6 Responses to “Demystifying India’s Digital Payment Infrastructure”

  1. What does all this mean to a typical payer and payee on the street? It will help illustrating all these payment systems with a few use cases, ideally with BEFORE-AFTER situation. e.g. Before PayTM, Ram went to a store and paid INR 90 by cash. After PayTM, Ram pays INR 90 to the store by PayTM mobile wallet. Storekeeper gets immediate confirmation of receipt of payment in his or her PayTM mobile wallet. As long as storekeeper holds the funds in their PayTM mobile wallet, they don’t suffer any fee for accepting a digital payment.

    Why is there not a single mention of PayTM, which is easily the most popular digital payment method in India, with over 200M customers?

    On a side note, NPCI is NOT jointly owned by RBI and commercial banks. Per NPCI’s shareholding given in https://twitter.com/s_ketharaman/status/827086802943107076, RBI has no shareholding in NPCI.

    • Shiv Vadivelalagan says:

      Thanks for your comment. I certainly don’t refute the contributions made by Paytm in accelerating India’s digitization journey. However, the purpose of the article is to explain open-access retail payment systems in India such as IMPS etc. and NOT proprietary closed-loop mWallet platforms such as Paytm, MobiKwik, etc. Therefore, in my opinion, there is no perceived slight of Paytm.

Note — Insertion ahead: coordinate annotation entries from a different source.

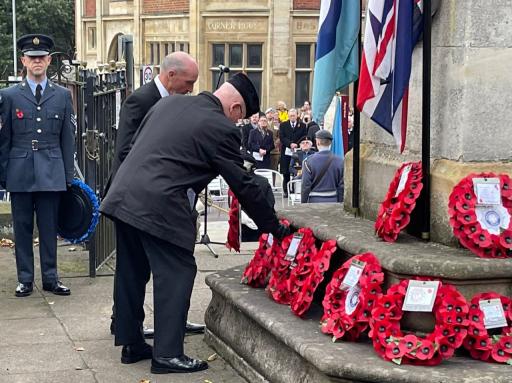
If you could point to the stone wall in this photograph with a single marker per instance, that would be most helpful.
(471, 113)
(165, 6)
(306, 4)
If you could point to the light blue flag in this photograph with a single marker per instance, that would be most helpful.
(337, 56)
(337, 135)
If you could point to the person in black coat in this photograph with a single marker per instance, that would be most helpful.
(155, 221)
(178, 73)
(290, 132)
(261, 143)
(247, 129)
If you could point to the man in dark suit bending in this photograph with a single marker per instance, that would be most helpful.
(178, 73)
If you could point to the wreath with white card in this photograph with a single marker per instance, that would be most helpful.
(480, 209)
(395, 211)
(450, 311)
(488, 311)
(350, 296)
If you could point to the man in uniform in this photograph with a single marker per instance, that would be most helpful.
(306, 150)
(149, 199)
(37, 146)
(322, 174)
(290, 132)
(178, 73)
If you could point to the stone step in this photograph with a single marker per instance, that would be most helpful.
(408, 256)
(265, 342)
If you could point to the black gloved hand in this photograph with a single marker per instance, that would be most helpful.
(281, 231)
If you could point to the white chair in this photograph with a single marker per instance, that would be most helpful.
(217, 190)
(275, 179)
(294, 194)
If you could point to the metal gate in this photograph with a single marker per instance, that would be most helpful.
(97, 98)
(103, 96)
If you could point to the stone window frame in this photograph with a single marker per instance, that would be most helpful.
(244, 67)
(303, 70)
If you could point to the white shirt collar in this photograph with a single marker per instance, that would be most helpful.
(161, 88)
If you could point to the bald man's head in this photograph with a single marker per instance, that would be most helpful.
(178, 73)
(232, 102)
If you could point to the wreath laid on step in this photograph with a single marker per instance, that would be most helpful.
(257, 271)
(233, 241)
(347, 310)
(394, 212)
(450, 311)
(482, 345)
(484, 230)
(307, 276)
(279, 286)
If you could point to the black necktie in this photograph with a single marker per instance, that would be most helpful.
(39, 88)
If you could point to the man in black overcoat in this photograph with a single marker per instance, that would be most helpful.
(149, 201)
(290, 133)
(178, 73)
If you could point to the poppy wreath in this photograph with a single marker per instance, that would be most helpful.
(233, 242)
(350, 325)
(450, 311)
(482, 345)
(395, 211)
(467, 229)
(307, 276)
(279, 286)
(257, 271)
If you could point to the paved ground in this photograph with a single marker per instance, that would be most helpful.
(45, 338)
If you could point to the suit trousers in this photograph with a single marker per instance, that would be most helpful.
(174, 269)
(46, 207)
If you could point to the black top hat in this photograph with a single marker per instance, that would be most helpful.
(323, 134)
(35, 45)
(244, 86)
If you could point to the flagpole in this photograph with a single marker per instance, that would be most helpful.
(356, 130)
(425, 136)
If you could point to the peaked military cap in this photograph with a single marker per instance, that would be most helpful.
(323, 135)
(244, 86)
(35, 45)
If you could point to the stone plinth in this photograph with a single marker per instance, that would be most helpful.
(406, 257)
(470, 111)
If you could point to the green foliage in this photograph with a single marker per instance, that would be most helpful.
(55, 18)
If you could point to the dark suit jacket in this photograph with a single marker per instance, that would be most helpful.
(257, 142)
(133, 110)
(287, 135)
(149, 191)
(246, 130)
(49, 125)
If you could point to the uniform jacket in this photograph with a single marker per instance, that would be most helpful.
(257, 141)
(149, 191)
(331, 184)
(297, 158)
(287, 135)
(37, 141)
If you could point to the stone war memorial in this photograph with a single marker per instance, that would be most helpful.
(352, 296)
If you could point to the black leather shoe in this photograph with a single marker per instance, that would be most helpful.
(56, 288)
(132, 353)
(194, 328)
(181, 364)
(24, 289)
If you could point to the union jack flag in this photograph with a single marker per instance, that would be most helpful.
(393, 28)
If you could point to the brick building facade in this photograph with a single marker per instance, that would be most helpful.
(271, 40)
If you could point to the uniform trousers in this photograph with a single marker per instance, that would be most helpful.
(174, 269)
(46, 207)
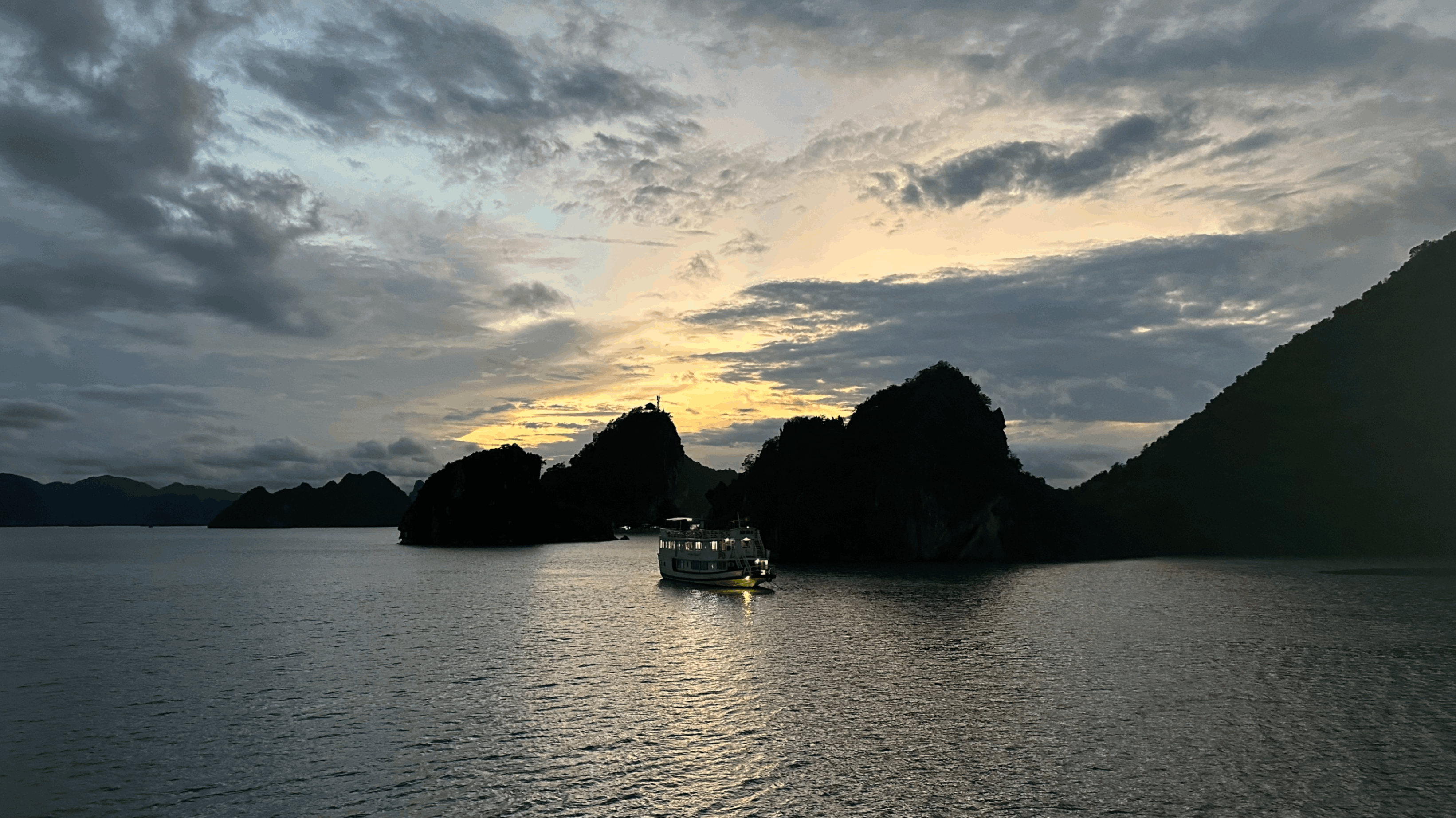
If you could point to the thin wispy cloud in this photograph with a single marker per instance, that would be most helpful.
(254, 243)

      Secondly, I believe there is a lot of information available in the public domain that talks about how solutions like Paytm work. For instance, take a look at https://paytm.com/business/payments/training. It answers some of your use case related questions.

      Re NPCI and RBI, I agree that owned is not the right word however I think NPCI is promoted by RBI for all practical purposes and NPCI’s website acknowledges their relations with RBI using the word “promoted”. Nevertheless thanks for pointing it out.

  2. Chandramohan Subramaniam says:

    First of all the Govt.should reduce the rate of tax in GST uniform for all products.Then only the traders will stop billing for 50 percent of cost and collect the balance 50 percent by cash which automatically become black money.Because of the increase in tax even the public are inducing the traders to bill for lessor value and encourage them for malpractice which directly affected the country’s economy.

    • Shiv Vadivelalagan says:

      Thanks for your comment. I agree that tax visibility which comes along with accepting ePayment is one of the major barriers to digitization. Tax reforms that encourage particularly small businesses to accept ePayment has worked in multiple context.

  3. Asha Doshi says:

    Interested in B2B payments via prepaid cards product. It can be win win situation for businesses as India is progressing well towards e-payments.
    It can be done with not much complexity.

    Thanks,
    Asha

    • Shiv Vadivelalagan says:

      Thanks for your comment. I think there are several initiatives going on in India that looks at digitizing B2B payments such as retailer-supplier payments, agri value-chain payments, etc. Apart from reducing the % of cash circulation in the value chains, it also encourages value chain players to keep eMoney in their accounts and not cash out. I think given the growing banking penetration (which will grow further when Payment banks become operational) and access to open-loop retail payments infrastructure, I am wondering why you think prepaid card products would be important?